Ex-Russian lawmaker says he was hurt in Russian drone attack outside Kyiv
KYIV (Reuters) -Ukraine said on Thursday it had repelled a Russian drone attack on the region outside Kyiv overnight, but that debris injured two people, one of whom was identified by media reports as a onetime Russian lawmaker turned Kremlin critic.
Ilya Ponomaryov, who has lived in Ukraine for years and has Ukrainian citizenship, later wrote on Facebook that a drone exploded outside his front door, inflicting shrapnel wounds and causing a fire.
He published a photograph of himself looking into a camera, his face and upper chest spattered with blood.
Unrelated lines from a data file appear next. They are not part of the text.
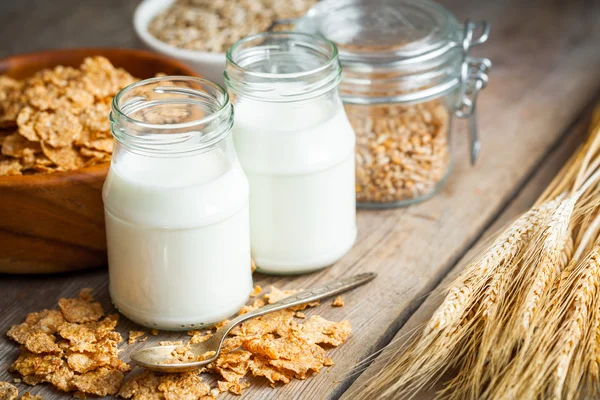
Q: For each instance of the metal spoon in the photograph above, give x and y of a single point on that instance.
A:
(159, 358)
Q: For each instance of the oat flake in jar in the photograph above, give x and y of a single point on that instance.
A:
(297, 148)
(406, 74)
(176, 206)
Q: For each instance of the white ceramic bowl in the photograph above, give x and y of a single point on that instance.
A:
(209, 65)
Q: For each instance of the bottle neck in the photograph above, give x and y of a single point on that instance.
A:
(171, 117)
(282, 67)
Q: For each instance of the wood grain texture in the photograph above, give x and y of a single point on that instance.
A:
(547, 69)
(55, 222)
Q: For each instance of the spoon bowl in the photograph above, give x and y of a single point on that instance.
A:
(162, 358)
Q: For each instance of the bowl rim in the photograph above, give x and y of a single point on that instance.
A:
(52, 178)
(153, 7)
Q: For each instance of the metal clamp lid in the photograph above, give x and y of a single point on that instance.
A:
(474, 78)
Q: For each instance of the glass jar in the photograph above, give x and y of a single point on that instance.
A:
(406, 74)
(297, 148)
(176, 206)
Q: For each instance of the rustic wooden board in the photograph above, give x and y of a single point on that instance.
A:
(543, 176)
(547, 69)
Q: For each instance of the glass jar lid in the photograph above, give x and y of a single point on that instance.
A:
(384, 32)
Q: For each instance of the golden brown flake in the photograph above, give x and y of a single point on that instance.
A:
(260, 367)
(101, 382)
(10, 166)
(66, 157)
(29, 396)
(14, 145)
(29, 363)
(321, 331)
(8, 391)
(65, 110)
(41, 342)
(78, 310)
(199, 338)
(256, 291)
(338, 302)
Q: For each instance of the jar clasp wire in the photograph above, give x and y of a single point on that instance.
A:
(474, 77)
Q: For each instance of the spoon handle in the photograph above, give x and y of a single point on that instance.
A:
(306, 296)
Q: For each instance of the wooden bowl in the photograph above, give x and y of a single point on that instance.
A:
(55, 222)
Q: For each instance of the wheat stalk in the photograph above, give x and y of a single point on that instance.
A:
(523, 319)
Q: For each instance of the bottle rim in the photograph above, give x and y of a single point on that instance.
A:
(245, 55)
(169, 138)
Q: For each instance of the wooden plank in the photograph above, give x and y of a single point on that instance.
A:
(543, 176)
(547, 69)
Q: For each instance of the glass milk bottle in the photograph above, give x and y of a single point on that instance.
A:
(296, 146)
(176, 206)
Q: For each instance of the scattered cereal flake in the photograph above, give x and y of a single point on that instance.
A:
(221, 324)
(257, 303)
(199, 338)
(102, 79)
(29, 363)
(231, 343)
(150, 385)
(25, 124)
(338, 302)
(276, 294)
(20, 333)
(57, 129)
(318, 330)
(13, 145)
(67, 158)
(40, 342)
(256, 291)
(85, 362)
(101, 382)
(188, 386)
(79, 311)
(46, 320)
(85, 294)
(80, 395)
(80, 337)
(170, 343)
(95, 118)
(8, 391)
(233, 387)
(10, 167)
(143, 387)
(29, 396)
(291, 353)
(135, 335)
(61, 378)
(275, 322)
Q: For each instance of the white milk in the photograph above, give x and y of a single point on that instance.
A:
(178, 238)
(299, 160)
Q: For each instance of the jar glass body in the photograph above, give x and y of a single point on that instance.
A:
(406, 74)
(176, 207)
(296, 146)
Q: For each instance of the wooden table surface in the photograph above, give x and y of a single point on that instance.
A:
(545, 79)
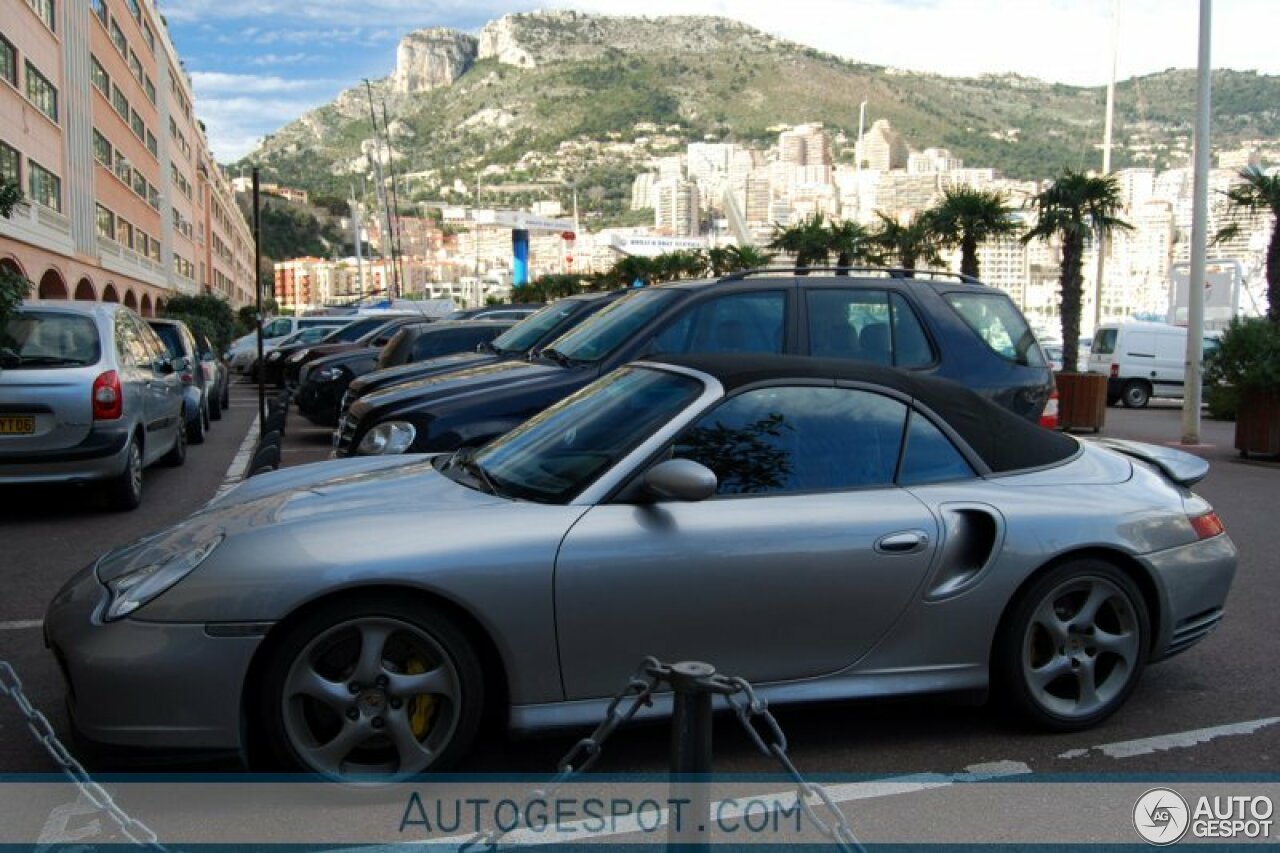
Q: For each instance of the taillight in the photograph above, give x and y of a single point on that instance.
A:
(1207, 525)
(108, 397)
(1048, 418)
Kyiv’s regional authorities said the drone strike was the second on the area in as many nights. Two privately-held residential buildings were damaged, but there were no direct hits to residential or critical infrastructure, it said.
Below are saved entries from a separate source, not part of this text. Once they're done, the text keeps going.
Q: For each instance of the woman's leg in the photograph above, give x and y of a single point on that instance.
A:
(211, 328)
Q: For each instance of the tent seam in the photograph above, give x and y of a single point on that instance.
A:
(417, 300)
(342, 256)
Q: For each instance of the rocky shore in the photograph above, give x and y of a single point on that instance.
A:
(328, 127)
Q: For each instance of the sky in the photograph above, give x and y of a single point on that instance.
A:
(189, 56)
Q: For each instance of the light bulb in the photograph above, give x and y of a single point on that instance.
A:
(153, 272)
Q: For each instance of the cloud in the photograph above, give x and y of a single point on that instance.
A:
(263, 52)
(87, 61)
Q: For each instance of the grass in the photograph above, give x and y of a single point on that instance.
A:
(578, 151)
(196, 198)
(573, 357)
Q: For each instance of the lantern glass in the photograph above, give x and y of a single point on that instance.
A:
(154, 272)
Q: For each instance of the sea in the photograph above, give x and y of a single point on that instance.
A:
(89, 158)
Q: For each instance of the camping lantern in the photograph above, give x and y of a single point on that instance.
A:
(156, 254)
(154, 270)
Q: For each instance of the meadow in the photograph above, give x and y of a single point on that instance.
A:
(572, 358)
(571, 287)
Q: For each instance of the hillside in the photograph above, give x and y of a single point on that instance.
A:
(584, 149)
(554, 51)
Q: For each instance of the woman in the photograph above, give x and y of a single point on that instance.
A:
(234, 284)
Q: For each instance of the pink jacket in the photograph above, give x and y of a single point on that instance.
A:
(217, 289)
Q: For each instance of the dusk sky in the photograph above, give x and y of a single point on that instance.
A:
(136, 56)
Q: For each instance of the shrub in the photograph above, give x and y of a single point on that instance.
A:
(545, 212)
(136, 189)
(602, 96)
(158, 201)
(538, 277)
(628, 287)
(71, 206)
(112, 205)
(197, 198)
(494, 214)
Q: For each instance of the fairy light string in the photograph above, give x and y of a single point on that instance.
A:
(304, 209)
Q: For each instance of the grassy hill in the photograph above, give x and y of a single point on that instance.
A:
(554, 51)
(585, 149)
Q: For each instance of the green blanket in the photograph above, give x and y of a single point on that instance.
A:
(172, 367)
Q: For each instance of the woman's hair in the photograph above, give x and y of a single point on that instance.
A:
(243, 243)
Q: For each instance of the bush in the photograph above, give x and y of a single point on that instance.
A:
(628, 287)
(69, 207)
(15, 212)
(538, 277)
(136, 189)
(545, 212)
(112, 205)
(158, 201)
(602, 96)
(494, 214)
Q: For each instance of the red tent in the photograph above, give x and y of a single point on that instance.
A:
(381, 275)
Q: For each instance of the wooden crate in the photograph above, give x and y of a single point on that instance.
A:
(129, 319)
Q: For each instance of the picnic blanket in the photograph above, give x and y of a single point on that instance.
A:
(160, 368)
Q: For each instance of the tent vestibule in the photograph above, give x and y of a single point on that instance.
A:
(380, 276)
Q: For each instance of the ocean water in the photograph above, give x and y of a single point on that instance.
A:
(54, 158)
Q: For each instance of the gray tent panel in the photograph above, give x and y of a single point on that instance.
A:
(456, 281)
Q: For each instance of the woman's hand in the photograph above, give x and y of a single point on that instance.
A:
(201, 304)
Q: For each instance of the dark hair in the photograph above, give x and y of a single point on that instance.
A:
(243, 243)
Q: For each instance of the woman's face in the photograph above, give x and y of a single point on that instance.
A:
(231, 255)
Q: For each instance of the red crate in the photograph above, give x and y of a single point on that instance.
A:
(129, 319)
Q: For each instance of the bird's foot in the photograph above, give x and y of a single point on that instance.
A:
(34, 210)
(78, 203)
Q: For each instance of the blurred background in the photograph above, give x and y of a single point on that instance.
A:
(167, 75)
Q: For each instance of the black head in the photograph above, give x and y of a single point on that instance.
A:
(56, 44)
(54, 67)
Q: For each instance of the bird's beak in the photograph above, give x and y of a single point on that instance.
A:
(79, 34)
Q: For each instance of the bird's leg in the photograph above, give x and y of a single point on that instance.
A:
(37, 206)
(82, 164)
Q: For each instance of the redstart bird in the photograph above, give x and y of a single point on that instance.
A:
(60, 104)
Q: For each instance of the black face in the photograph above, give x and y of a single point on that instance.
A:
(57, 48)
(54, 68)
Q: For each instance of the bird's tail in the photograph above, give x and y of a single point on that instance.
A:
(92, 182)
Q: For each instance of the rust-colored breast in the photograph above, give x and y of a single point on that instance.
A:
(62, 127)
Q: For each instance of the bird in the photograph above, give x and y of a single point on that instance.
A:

The air force said it had shot down all seven Shahed-type drones used for the attack. Ponomaryov portrayed the attack as a deliberate Russian attack on him, an interpretation that clashed with the air force’s account that the drones were shot down.
On Wednesday, Ukraine said Russia used 87 drones in one of its largest such attacks since the beginning of the full-scale invasion in February 2022.
The governor of the central-eastern Dnipropetrovsk region said the air force had also shot down one drone there and no casualties were reported.
Russia also launched Iskander-M ballistic missiles at the battered northeastern region of Kharkiv overnight, injuring one more person, its governor said.
Ukraine’s national railways Ukrzaliznytsia said the Russian missile attack on the region damaged its tracks and power supply facilities, in addition to two locomotives, freight and passenger cars.